I have been investigating the Windows Vista labels, and I've posted my findings here for those who are also interested in learning more about it. How confusing is it really, and what if any blame does Microsoft have responsibility for with this situation?
So I have been looking at labels on new computers to see what the labels actually look like. Here are some pictures:
So, if you read about the class action lawsuit details and know what it's about:Windows Vista (In)capable
Then you know that the whole issue is that computers with the "Windows Vista Capable" label can run Vista, except for the visual effects like flip 3d and aero. The "Windows Vista" premium ready computers can run it all. The consumers don't understand the difference, and feel gypped since some of them bought a Vista capable computer and expected it to run all Vista features.
So, is this whole issue really so confusing? Well, lots of consumers seem to feel that way. What else about this is confusing? Well, IMO, the fact that the "Windows Vista" labels are really the Windows Vista Premium Ready, then why don't they say plainly "Windows Vista Premium Ready"? Also, notice the "Windows Vista Basic" label pictured above? Where does that fit into all of these labels and classifications that Microsoft has put on Vista computers? What specifically do those labels mean to consumers? Normally, I would expect that they mean exactly what they say, that the computers with this label will run Windows Vista Basic well, and may not run all features of other flavors of Vista, but honestly, you can't understand what each label means and what any given computer will handle based on the labels alone because the labels don't explicitly state the facts and details about any given machine they appear on. So, no, you can't feel safe taking any of these labels at face value without any other knowledge.

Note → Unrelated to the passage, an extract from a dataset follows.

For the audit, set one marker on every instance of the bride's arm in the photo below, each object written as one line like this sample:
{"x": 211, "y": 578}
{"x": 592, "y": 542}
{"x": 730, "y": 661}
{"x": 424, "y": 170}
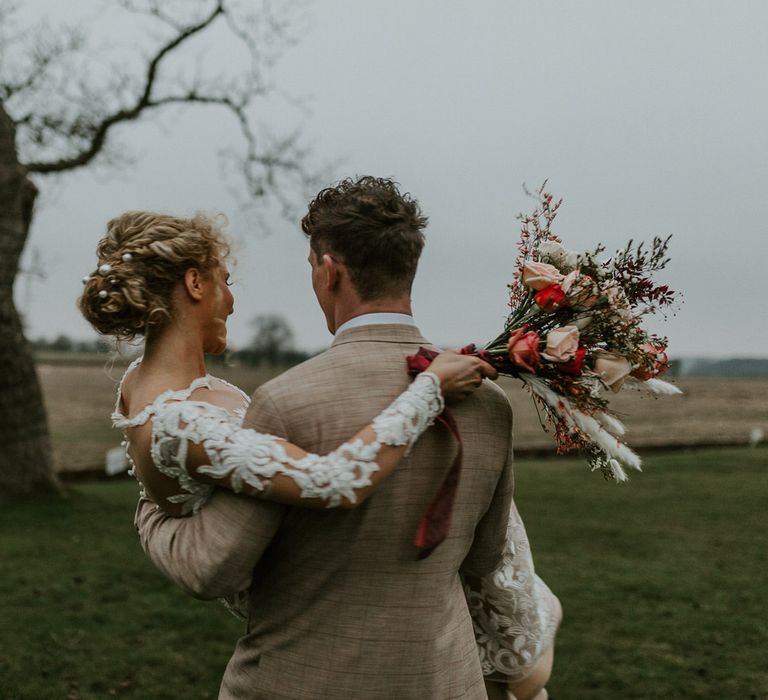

The way I see it, there are 2 main things that Microsoft has the responsibility for, caving in to Intel's demands in the first place with the Vista Capable label for Intel's crappy graphics chipsets, and once committing to that poor decision, failing to make a reasonable effort of awareness about the difference between the various labels and what they mean to resellers, retailers, and consumers. Microsoft alone is not to blame for this problem, Intel certainly started it all. But Microsoft needs to get back to treating customers like customers again. Customers may not always be right, but the customer is the customer, and it matters how they feel and how they perceive things because ultimately they pay the bills.